By Brian Lyman
Gov. Robert Bentley, Chief Justice Roy Moore and four lawmakers said Tuesday they had formally requested to be part of a federal program aimed at helping states cut corrections spending.
In a letter to the Justice Reinvestment Initiative, a program based out of the U.S. Department of Justice, the officials wrote that they were seeking an in-depth study of the state’s overcrowded prison system. The letter said lawmakers want “cost-effective, data-driven solutions to reducing our prison population.”
“Our state leaders recognize that we must collect and analyze criminal justice data to determine the root causes of prison population growth,” the letter said. “We must also develop policy options based on that data in order to both reduce our prison population and make our state safer.”
The Alabama Legislature in February passed a resolution sponsored by Sen.
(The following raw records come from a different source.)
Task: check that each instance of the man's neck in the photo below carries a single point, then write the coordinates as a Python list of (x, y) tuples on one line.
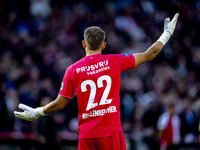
[(91, 52)]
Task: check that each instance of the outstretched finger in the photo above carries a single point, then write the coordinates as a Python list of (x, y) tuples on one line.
[(24, 107), (19, 114), (175, 17), (166, 21)]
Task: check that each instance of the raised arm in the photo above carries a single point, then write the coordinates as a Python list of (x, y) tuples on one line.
[(30, 114), (154, 49)]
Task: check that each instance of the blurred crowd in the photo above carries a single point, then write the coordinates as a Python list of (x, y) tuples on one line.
[(39, 39)]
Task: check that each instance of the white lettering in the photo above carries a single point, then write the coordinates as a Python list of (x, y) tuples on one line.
[(82, 69)]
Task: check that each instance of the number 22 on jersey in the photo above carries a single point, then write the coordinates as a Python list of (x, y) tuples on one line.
[(92, 85)]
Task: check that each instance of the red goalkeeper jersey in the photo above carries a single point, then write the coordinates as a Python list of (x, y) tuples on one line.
[(96, 81)]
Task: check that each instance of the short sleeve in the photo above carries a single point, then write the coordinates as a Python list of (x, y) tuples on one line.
[(67, 88), (125, 61), (162, 121)]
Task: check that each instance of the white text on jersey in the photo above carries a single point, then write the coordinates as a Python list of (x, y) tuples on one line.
[(92, 67)]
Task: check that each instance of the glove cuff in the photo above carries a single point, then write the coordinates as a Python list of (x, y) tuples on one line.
[(39, 112), (164, 38)]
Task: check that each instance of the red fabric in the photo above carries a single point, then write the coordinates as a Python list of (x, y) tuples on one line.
[(167, 134), (96, 81), (114, 142)]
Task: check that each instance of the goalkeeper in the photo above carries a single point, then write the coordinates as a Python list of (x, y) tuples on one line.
[(96, 81)]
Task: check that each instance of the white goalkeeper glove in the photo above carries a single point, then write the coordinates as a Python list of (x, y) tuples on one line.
[(169, 28), (29, 113)]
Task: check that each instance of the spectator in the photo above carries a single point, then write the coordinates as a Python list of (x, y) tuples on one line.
[(169, 126)]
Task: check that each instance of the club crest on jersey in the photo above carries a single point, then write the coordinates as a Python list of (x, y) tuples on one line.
[(126, 55), (61, 87)]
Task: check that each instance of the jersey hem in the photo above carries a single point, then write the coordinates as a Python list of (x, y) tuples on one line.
[(100, 136)]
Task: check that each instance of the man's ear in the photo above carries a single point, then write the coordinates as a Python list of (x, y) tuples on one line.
[(103, 45), (84, 44)]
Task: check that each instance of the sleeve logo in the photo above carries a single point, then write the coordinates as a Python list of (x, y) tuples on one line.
[(126, 55), (61, 87)]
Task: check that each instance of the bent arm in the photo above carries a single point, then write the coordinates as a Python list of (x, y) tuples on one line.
[(149, 54), (56, 105), (153, 50)]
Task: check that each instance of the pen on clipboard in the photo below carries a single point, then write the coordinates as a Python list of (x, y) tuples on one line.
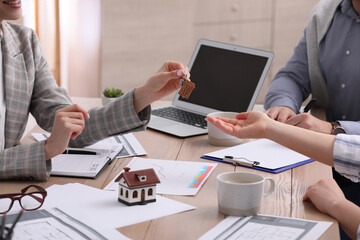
[(240, 161), (310, 105), (81, 152)]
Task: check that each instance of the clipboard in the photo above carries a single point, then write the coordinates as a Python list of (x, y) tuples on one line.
[(268, 156)]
Cam Ward, R-Alabaster, establishing a Prison Reform Task Force aimed at identifying the causes of overcrowding and understaffing in the state’s prisons, while proposing solutions.
The Justice Reinvestment Initiative is a two-phase process, according to its website. In the first phase, JRI provides “nationally recognized criminal justice policy experts” to analyze a host of criminal justice data and identify potential savings. In the second, lawmakers implement the proposed solutions, and the state is eligible for funding to assist the process.
Prison Commissioner Kim Thomas said Tuesday he thinks it’ll be a few months before they know whether the state was selected. The program, he said, will look at Pardons and Paroles, sentencing, community corrections, drug courts, mental health courts and more.
“Ultimately, (Corrections) is going to benefit from it, but it’s not focused on correctional policies or practices,” Thomas said. “It’s much broader-ranged than that.”
There were 25,170 people serving time in the state’s prisons last December, in a system designed to house 13,318, a capacity of about 189 percent, according to the Alabama Department of Corrections. That month, there were nearly 12 inmates for every one corrections officer in the system.
In a report released earlier this year, the U.S. Department of Justice found that inmates at the Julia Tutwiler Prison for Women in Wetumpka had been subjected to “cruel and unusual punishment” after investigators found the state failed to protect them from sexual abuse and harassment by staff.